Detection wavelength: A proper quantity Dic sodium was dissoved in phosphate buffer (pH=6.8) to obtain the concentration of 60 ug/ml solution. The maximum wavelength of the solution was 276 nm. So the detection wavelength was 276 nm.
Standard curve A proper quantity Dic sodium was dissoved in phosphate buffer (pH=7.4) to obtain the concentration of 20, 50, 60, 80 and 100 ug/ml solution.

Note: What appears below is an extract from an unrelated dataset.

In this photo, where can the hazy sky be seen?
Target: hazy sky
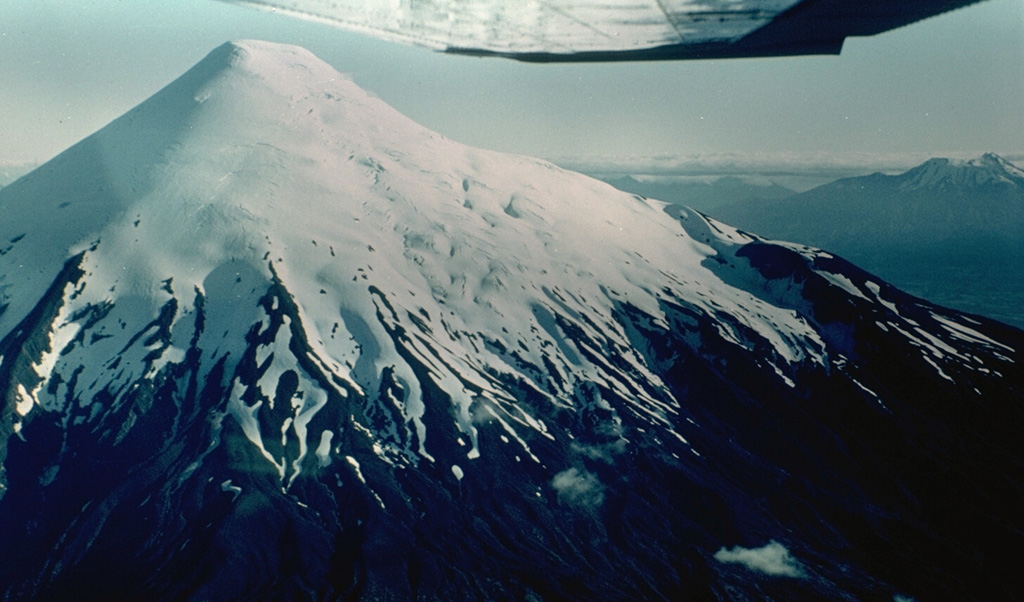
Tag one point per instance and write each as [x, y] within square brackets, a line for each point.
[952, 84]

The absorbance on 276 nm was observed. The regression equation between concentration (Conc) and absorbance (Abs):
Conc = 30.9789 Abs -0.4669, r = 0.9997
The determination of drug releasing Method: Dissolution method I in the Chinese pharmacopoeia 2000 was used, with 900 ml phosphate buffer (pH=6.8) as elute phase at 100 rpm specified for 30 minutes. The investigation was performed on samples with proper quantity on 6 rotation basket. Clocking begin when samples contact with medium. 5 ml sludge solution was taken out periodly by sampler with microporous membrancemillipore filter and equivalent solute was replenished. The absorbance of sludge solutions was observed and the release percent was obtained. The Sampling time of Dic sodium and physical mixture (Dic sodium +LDHs) was 1, 3., 10, 40, 80, 90 min, while the Dic -LDHs was 0, 5, 10, 15, 20, 30, 40, 60, 80, 90 min.

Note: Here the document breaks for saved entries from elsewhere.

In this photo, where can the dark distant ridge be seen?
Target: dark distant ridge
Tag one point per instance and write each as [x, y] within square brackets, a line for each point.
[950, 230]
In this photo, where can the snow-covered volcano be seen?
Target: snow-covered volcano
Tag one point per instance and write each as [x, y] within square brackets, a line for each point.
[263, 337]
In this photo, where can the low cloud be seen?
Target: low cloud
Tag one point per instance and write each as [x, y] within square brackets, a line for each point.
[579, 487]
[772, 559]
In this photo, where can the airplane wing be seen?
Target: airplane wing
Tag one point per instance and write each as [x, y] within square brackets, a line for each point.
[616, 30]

III. RESULTS AND DISCUSSION
A. The crystal structure
The XRD patterns for LDHs and Dif-LDHs are shown in Fig. 1.a) and Fig. 1.b), respectively. All they are characteristic of rather well crystallized layered material with the hydrotalcite-type structure; for the Dic-containing solids the maxima due to planes (003), (006), and (009) are recorded at spacings much large than LDHs, such a swelling of the layers being due to intercalation of the Dic molecules.

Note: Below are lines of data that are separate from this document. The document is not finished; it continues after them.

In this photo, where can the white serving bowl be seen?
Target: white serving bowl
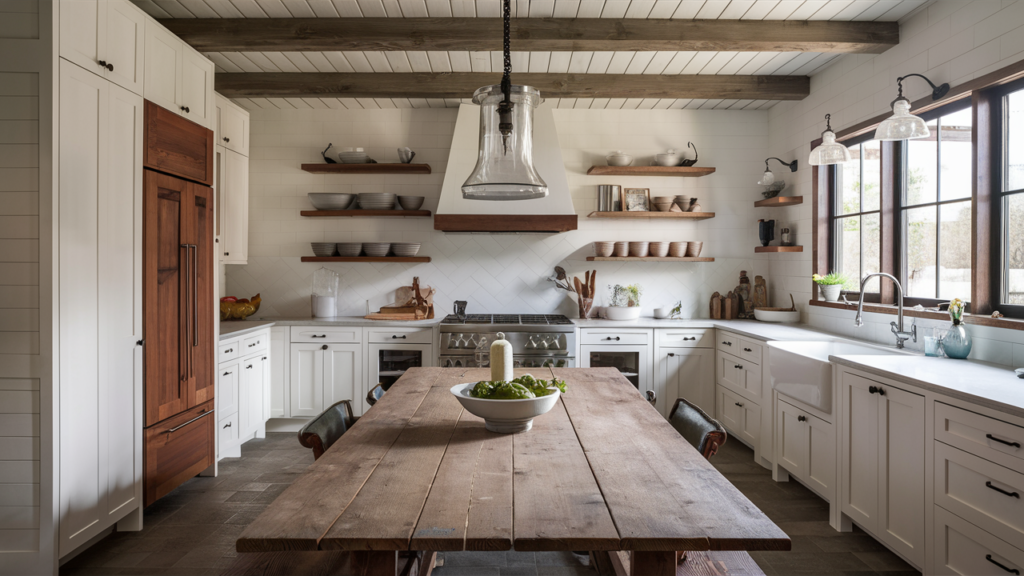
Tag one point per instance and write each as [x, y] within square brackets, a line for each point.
[505, 416]
[776, 316]
[622, 313]
[330, 201]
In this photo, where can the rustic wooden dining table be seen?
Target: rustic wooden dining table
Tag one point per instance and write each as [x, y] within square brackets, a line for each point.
[602, 470]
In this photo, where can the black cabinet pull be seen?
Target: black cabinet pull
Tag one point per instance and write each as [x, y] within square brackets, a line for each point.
[1000, 441]
[1010, 570]
[988, 484]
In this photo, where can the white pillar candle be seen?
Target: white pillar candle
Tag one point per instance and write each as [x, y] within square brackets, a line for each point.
[501, 359]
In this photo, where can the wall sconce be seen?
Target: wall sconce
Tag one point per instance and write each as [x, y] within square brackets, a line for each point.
[769, 177]
[902, 125]
[828, 152]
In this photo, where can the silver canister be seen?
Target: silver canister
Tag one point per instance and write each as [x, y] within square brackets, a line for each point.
[606, 197]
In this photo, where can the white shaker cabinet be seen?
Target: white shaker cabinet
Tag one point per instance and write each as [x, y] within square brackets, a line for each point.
[883, 462]
[99, 271]
[232, 191]
[107, 38]
[177, 77]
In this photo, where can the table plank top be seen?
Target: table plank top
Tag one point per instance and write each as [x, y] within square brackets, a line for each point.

The diffraction peaks due to 003 planes of LDHs shift to lower 2θ (3.82°) angle after diclofenac being intercalated into LDHs. Assuming a thickness of 0.48 nm (Cavani et al., 1991) for the LDHs layer, the basal spacing (d003) of Dic-LDHs is calculated as 2.31 nm. These values indicate that an expansion of the interlayer spacing, compared to the LDHs-CO3 (d003: 0.765 nm), may be caused by the Dic intercalation into LDHs by co-precipitation methods. The interlayer height is 1.83nm which accord with the chain length of Dic. These demonstrate a monolayer arrangement for the intercalated Dic oriented perpendicular to the LDHs layers and the carboxyl of Dic joint with LDHs layers. The intercalation of Dic anions are clearly seen in each case by virtue of the expanded interlayer space.
Fig. 1. XRD spectra of Dic-LDHs (a) and LDHs(b).
The lattice parameter of LDHs and Dif-LDHs, calculated from the positions of maxima due to reflection by planes (003) for parameter c, and (110) for parameter a, are included in Table 2. The c value of Dic-LDHs are distinctly larger than precursors.
Table 1. XRD Data of Diffraction Peaks of Dic-LDHs and Mg-Al-LDHs
Table 2. The lattice parameter of samples
From Fig. 1 (a,b), it is also clearly observed that the reflection line of diffraction peak (ambient 60.8° (110)) was not moved, which indicates the intercalation of the Dic has not changed the structure of layer but only has changed the interlayer spacing.
B. The molecular structure of Dic-LDHs
The Dic, LDHs and Dic-LDHs were further confirmed by examination of the FTIR spectra shown in Fig.2, Fig.3a) and Fig.3b), respectively. The spectra of all materials show very broad bands centered at above 3400 cm-1, relating to the v(OH) stretching vibration of hydroxyl groups of the host layers and to the interlayer and physically absorbed water molecules (Kloprogge and Frost, 1999).
Fig. 2. IR spectra of diclofenac
Fig. 3. IR spectra of Dic (a) and Dic-LDHs (b).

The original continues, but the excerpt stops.